Buna karşın, imar planı bulunmayan ve turizm amacına ayrılmamış taşınmazların, bu anlamda önceden belirlenmiş bir amaç, kurulan denge ve uzun vadeli planlama olmaksızın kullanıma açılması, koruma amaç ve işlevini geçersiz kılacaktır.
Türkiye’de pek çok turizm bölgesinde, atıl, kötü, işlevsiz ve plansız tesis edilmiş turizm amaçlı yapı ve kullanım mevcuttur. Günümüz dünyasında, özellikle yabancı turistlerin bu çirkin, plansız, kötü turizm alanlarına yönelmediği, bundan sonra da yönelmesinin mümkün olmadığı açık ve tartışmasızdır. Bu çerçevede doğru uygulama ve politika, korunan/korunması gereken alanlara müdahale yerine mevcut, kötü yapı ve kullanımların, yeni bir planlama ile iyi uygulamalara dönüştürülmesi olmalıdır.
Uzun vadede, insan elinin değmediği, koruma altındaki alanların veya sınırlı kullanımının söz konusu olduğu tarihi ve kültürel koruma/gelişim bölgelerinin olduğu haliyle korunması üstün kamu yararının gereğidir. Bilimsel gerçek olduğu tartışmasız olan küresel ısınma ve iklim değişikliğinin olumsuz etkilerinin durdurulması bu tür karar ve uygulamalara bağlıdır.

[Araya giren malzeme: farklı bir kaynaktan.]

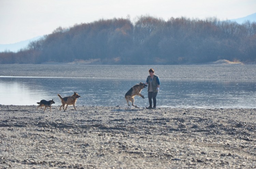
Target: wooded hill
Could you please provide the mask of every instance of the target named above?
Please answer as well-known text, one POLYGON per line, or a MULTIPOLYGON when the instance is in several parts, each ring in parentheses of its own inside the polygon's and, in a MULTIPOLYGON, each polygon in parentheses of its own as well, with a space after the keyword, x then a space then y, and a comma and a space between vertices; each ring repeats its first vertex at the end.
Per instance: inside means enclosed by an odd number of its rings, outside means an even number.
POLYGON ((75 62, 87 64, 203 64, 225 59, 256 61, 256 22, 216 18, 166 21, 148 16, 100 19, 60 27, 0 64, 75 62))

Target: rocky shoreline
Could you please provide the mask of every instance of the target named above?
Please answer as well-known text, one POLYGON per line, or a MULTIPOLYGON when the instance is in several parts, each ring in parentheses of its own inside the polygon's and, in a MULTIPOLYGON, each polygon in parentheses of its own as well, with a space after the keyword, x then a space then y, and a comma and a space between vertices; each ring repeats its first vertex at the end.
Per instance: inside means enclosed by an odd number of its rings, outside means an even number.
POLYGON ((0 105, 1 168, 253 168, 255 109, 0 105))

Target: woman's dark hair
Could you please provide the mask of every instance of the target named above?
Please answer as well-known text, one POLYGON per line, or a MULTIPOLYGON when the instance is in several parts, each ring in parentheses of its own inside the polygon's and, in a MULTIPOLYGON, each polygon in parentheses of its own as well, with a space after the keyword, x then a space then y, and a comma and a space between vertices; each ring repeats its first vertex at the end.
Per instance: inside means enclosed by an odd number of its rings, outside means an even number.
POLYGON ((151 68, 150 69, 148 70, 148 72, 149 72, 150 73, 151 72, 154 73, 154 72, 155 72, 155 70, 154 70, 154 69, 153 69, 152 68, 151 68))

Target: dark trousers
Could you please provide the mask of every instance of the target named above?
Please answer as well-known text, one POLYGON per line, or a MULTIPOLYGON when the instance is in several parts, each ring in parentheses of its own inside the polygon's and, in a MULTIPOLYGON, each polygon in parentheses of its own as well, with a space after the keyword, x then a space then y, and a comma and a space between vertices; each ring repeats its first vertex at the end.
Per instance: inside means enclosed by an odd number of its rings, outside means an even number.
POLYGON ((147 92, 147 96, 148 97, 148 101, 150 103, 150 106, 152 107, 152 99, 153 99, 153 103, 154 106, 156 106, 156 95, 157 92, 150 91, 147 92))

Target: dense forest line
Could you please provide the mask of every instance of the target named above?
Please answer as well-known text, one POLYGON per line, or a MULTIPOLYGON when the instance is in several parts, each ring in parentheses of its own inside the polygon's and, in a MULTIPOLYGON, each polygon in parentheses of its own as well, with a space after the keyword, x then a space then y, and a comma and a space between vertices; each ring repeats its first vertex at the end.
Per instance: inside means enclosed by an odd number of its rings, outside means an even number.
POLYGON ((0 64, 203 64, 256 61, 256 22, 216 18, 166 21, 149 16, 100 19, 59 27, 17 52, 0 53, 0 64))

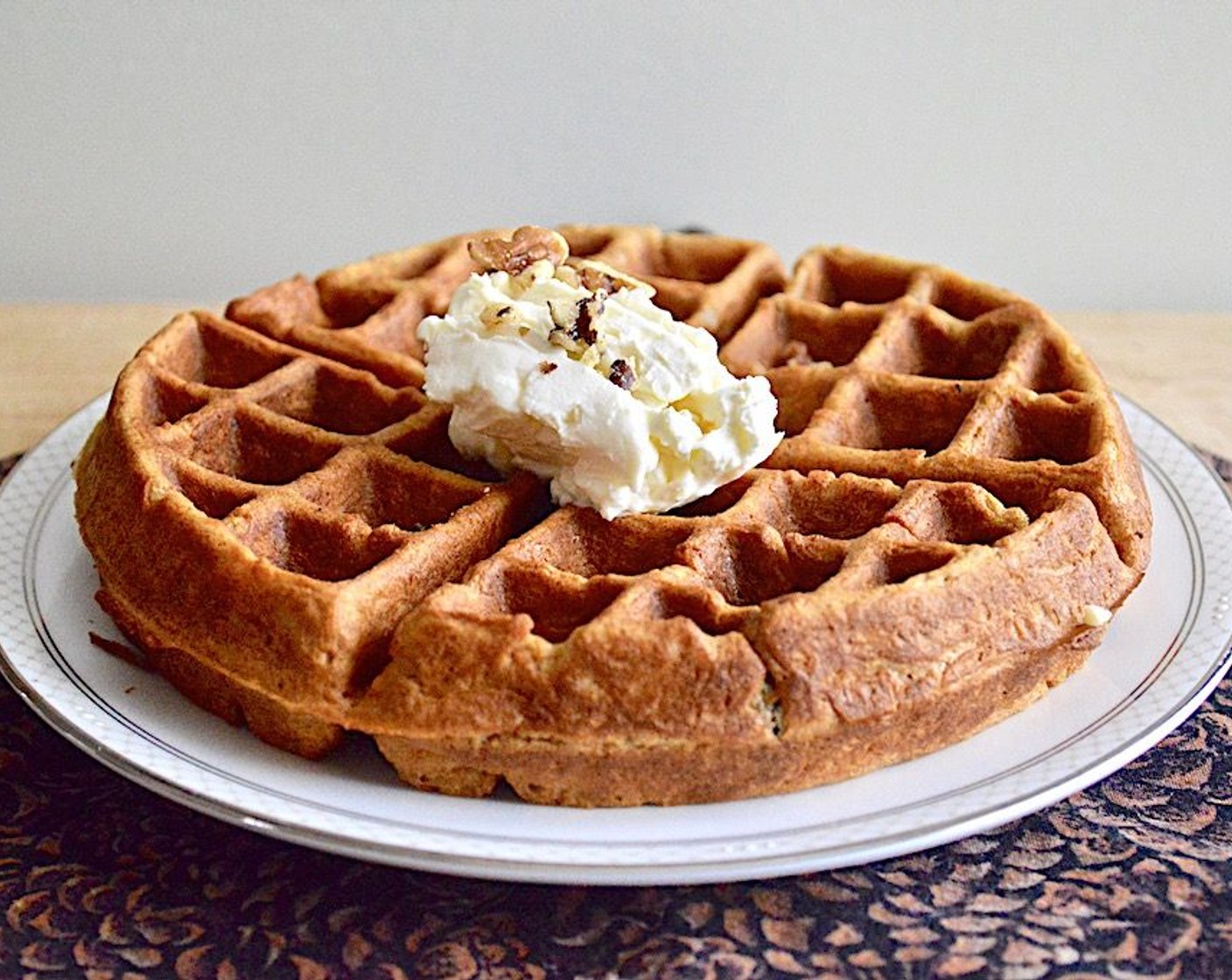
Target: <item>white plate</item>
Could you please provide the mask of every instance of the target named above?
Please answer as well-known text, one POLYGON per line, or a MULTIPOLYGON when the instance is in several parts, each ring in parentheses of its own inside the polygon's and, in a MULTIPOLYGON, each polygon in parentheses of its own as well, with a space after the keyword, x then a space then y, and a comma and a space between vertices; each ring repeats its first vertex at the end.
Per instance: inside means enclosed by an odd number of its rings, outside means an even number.
POLYGON ((1124 406, 1156 512, 1142 586, 1087 667, 1026 711, 914 762, 763 800, 583 811, 397 783, 356 741, 325 763, 269 748, 90 642, 117 637, 73 519, 69 463, 100 399, 0 489, 4 672, 122 775, 272 837, 388 864, 521 881, 724 881, 894 857, 991 830, 1090 785, 1179 725, 1228 667, 1232 507, 1159 422, 1124 406))

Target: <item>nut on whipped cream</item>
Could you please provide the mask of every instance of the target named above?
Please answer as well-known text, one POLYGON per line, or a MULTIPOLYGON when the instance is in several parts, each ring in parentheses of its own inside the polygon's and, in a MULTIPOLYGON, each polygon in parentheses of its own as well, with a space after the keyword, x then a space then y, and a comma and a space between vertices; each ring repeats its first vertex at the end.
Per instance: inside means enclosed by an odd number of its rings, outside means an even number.
POLYGON ((761 462, 782 438, 764 377, 737 378, 703 329, 654 290, 554 232, 472 244, 483 271, 426 317, 424 390, 453 406, 450 439, 498 470, 551 481, 605 518, 670 510, 761 462))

Bu nedenle, somut bir ihtiyaç ve gerekçe gösterilmeksizin, koruma alanları ile ormanlık alanlarda kullanımı arttırmaya yönelik olarak TBMM Genel Kurulu’nda kabul edilen “Turizmi Teşvik Kanunu’nda Değişiklik Yapılması Hakkında Kanun”un yukarıda belirtilen hükümleri ile ilgili olarak TBMM’ye sesleniyoruz:
Yapılan değişikliğin; topluma, geleceğimize ve ekonomiye zarar vereceğinden endişe ediyoruz. Yanlıştan en kısa sürede dönülmesini umut ediyoruz.